L’Inde propose un projet ambitieux pour les pays du BRICS à travers les monnaies numériques des banques centrales (CBDC). En visant une interconnexion des CBDC entre membres de l’alliance, l’initiative pourrait simplifier les paiements transfrontaliers et renforcer l’intégration des monnaies numériques souveraines dans les échanges internationaux. Cette avancée, menée par l’Inde, pourrait transformer les relations économiques entre les membres des BRICS et redéfinir les dynamiques géopolitiques mondiales. Les détails dans cet article.
La Réserve bancaire de l’Inde (RBI) a proposé une initiative visant à relier les monnaies numériques des banques centrales des membres de l’alliance des BRICS pour faciliter les paiements transfrontaliers, alors que le pays avait rejeté les stablecoins au profit de sa CBDC.

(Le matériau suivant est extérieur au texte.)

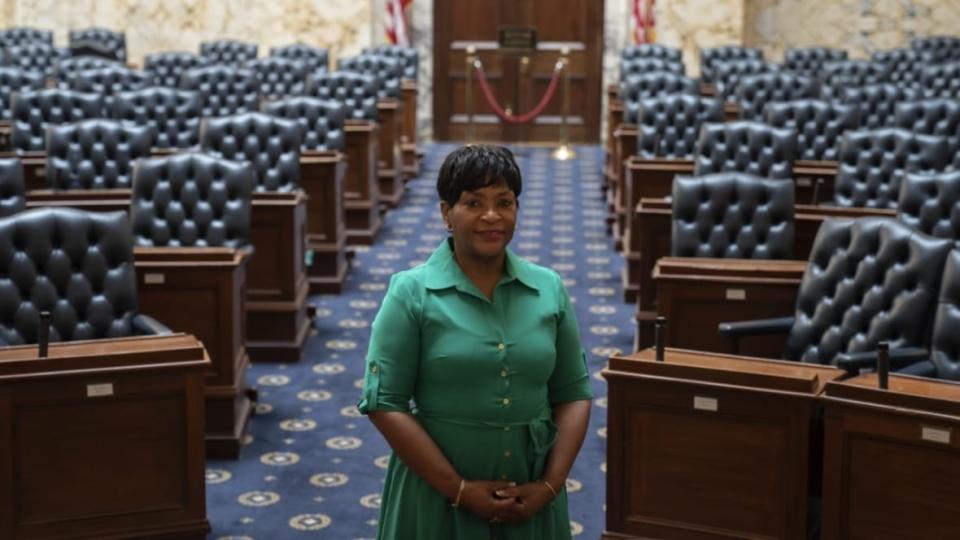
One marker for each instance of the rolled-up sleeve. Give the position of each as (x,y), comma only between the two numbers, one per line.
(394,351)
(570,380)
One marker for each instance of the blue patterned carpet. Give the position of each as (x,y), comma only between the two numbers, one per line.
(314,468)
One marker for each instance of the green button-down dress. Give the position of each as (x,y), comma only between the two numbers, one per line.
(482,376)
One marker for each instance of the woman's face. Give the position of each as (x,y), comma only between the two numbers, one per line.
(482,221)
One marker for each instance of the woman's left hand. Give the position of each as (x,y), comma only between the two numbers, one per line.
(528,499)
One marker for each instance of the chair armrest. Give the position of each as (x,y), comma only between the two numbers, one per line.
(899,359)
(779,325)
(145,325)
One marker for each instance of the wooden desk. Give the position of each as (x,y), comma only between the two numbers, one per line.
(103,439)
(361,195)
(202,291)
(697,294)
(891,459)
(710,446)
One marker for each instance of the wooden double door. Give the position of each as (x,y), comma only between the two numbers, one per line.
(518,78)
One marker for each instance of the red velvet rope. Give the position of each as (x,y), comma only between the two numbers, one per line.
(522,119)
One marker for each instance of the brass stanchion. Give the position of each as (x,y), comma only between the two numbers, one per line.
(564,151)
(468,73)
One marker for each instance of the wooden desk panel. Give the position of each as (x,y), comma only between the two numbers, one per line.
(125,464)
(891,459)
(202,291)
(709,446)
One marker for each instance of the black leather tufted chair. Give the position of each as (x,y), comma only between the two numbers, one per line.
(710,56)
(668,125)
(749,147)
(652,50)
(728,73)
(16,36)
(279,77)
(941,81)
(808,61)
(223,90)
(321,121)
(818,124)
(36,57)
(642,66)
(876,102)
(406,55)
(868,280)
(871,164)
(12,190)
(357,91)
(228,52)
(191,200)
(931,117)
(270,144)
(165,69)
(173,114)
(930,203)
(16,80)
(315,58)
(635,88)
(95,154)
(835,77)
(943,48)
(78,266)
(732,215)
(115,42)
(33,111)
(387,70)
(755,91)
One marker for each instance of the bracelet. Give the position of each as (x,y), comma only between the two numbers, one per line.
(549,487)
(456,502)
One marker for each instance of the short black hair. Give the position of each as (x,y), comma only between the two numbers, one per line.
(477,166)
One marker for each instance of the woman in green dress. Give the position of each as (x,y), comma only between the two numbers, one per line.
(475,375)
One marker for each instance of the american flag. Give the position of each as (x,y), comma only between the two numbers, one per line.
(395,22)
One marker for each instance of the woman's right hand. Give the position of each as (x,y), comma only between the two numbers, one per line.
(479,496)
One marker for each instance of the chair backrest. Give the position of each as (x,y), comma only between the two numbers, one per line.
(728,74)
(818,124)
(269,143)
(807,61)
(223,90)
(12,80)
(871,164)
(930,203)
(876,102)
(358,91)
(642,65)
(669,125)
(406,55)
(941,81)
(279,77)
(12,191)
(732,215)
(116,42)
(388,71)
(709,56)
(77,265)
(173,114)
(166,69)
(750,147)
(315,58)
(228,52)
(321,121)
(868,280)
(191,200)
(635,88)
(32,111)
(755,91)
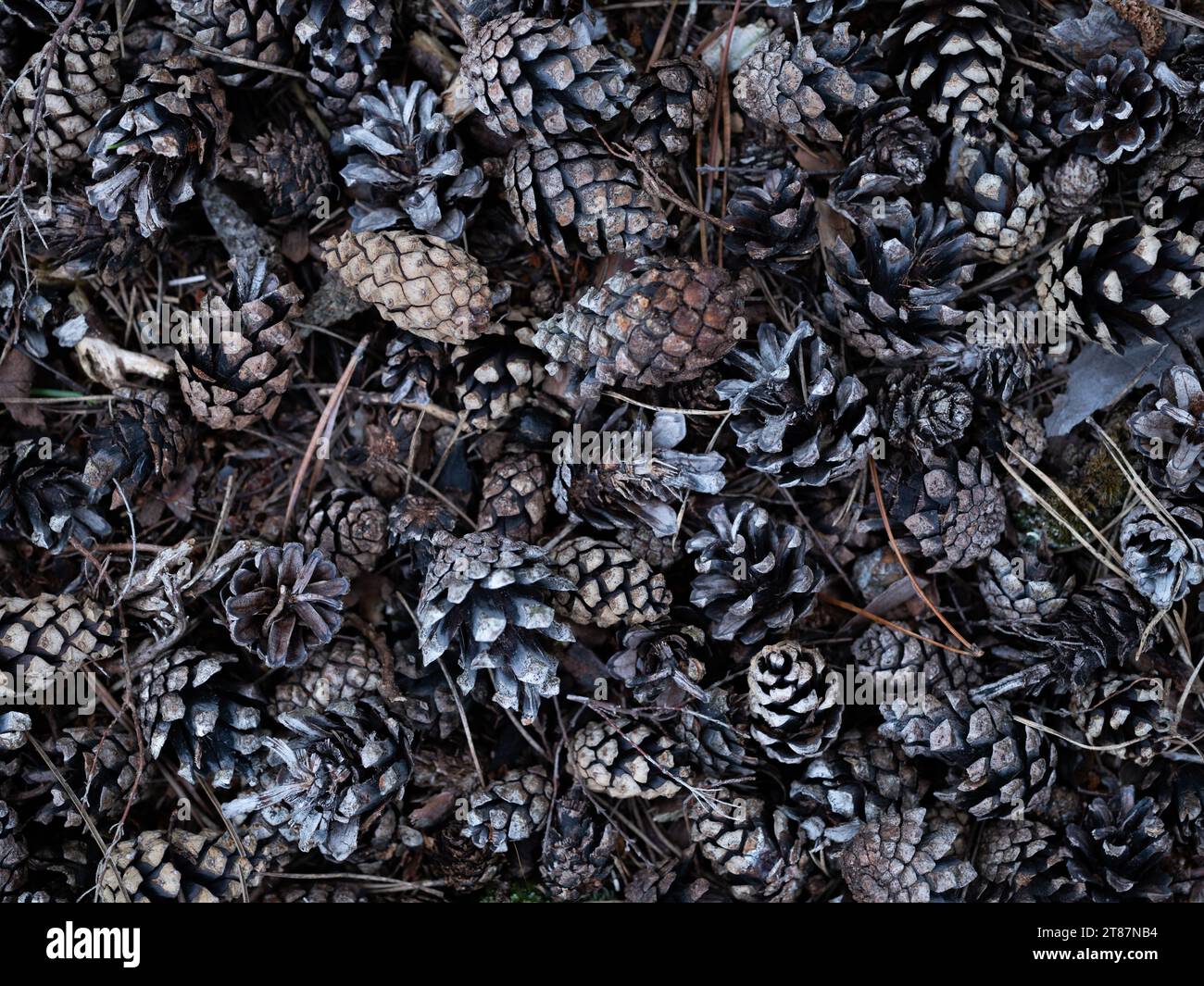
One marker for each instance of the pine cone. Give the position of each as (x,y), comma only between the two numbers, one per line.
(289,163)
(409,168)
(885,295)
(542,79)
(1168,431)
(152,148)
(579,850)
(510,809)
(625,758)
(1118,850)
(191,704)
(576,197)
(284,602)
(954,509)
(950,56)
(799,420)
(994,194)
(81,83)
(187,867)
(671,104)
(495,377)
(612,586)
(795,705)
(489,595)
(340,766)
(348,528)
(49,505)
(895,860)
(420,283)
(662,323)
(1022,592)
(775,223)
(145,438)
(516,497)
(795,87)
(1115,108)
(1163,552)
(995,764)
(235,372)
(1074,188)
(245,29)
(758,850)
(1118,279)
(52,634)
(754,576)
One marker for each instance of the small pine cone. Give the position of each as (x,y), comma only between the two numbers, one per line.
(348,528)
(996,764)
(577,199)
(289,164)
(235,373)
(1022,862)
(492,596)
(895,858)
(894,141)
(1119,850)
(81,83)
(420,283)
(1074,188)
(99,767)
(579,850)
(1163,552)
(662,323)
(775,223)
(284,602)
(1119,277)
(885,309)
(152,148)
(1167,431)
(52,634)
(1116,108)
(626,758)
(610,585)
(882,649)
(1123,714)
(994,194)
(338,767)
(950,56)
(541,79)
(796,414)
(344,672)
(926,411)
(46,502)
(247,29)
(955,511)
(1022,588)
(672,103)
(510,809)
(406,167)
(794,704)
(495,377)
(191,704)
(145,438)
(187,867)
(759,853)
(795,87)
(753,573)
(516,497)
(663,664)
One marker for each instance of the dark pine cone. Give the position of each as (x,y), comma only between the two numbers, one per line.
(282,604)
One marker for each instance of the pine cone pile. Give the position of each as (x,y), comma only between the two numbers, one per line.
(536,450)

Voici les principaux points concernant cette initiative :
- L’objectif principal : Faciliter les paiements transfrontaliers pour le commerce et le tourisme entre les pays des BRICS ;
- Les technologies à l’honneur : l’initiative met l’accent sur l’interopérabilité des CBDC pour améliorer l’efficacité des paiements internationaux ;
- La proposition initiale : ce projet pourrait être le premier à introduire officiellement les CBDC dans les discussions des BRICS, sans pour autant envisager la création d’une monnaie unifiée pour le bloc ;
- Les cibles : réduire les coûts et améliorer la fluidité des transactions transfrontalières, avec un accent particulier sur les échanges commerciaux et touristiques ;
- Le calendrier de mise en œuvre : Bien que le projet soit encore au stade préliminaire, il sera mis en avant lors du sommet BRICS de cette année, avec l’espoir de trouver un consensus sur les modalités.
Cette proposition serait soumise à discussion lors du sommet des BRICS de cette année, que l’Inde accueillera.
Une telle initiative s’insère dans une démarche visant à renforcer l’adoption des monnaies numériques souveraines dans les échanges mondiaux. Toutefois, les discussions sur la manière de rendre les CBDC compatibles entre les membres de l’alliance sont encore en cours, et de nombreux défis techniques et politiques restent à surmonter avant sa mise en œuvre effective.
Si l’initiative semble prometteuse, elle se heurte à plusieurs défis, tant sur le plan technologique que politique.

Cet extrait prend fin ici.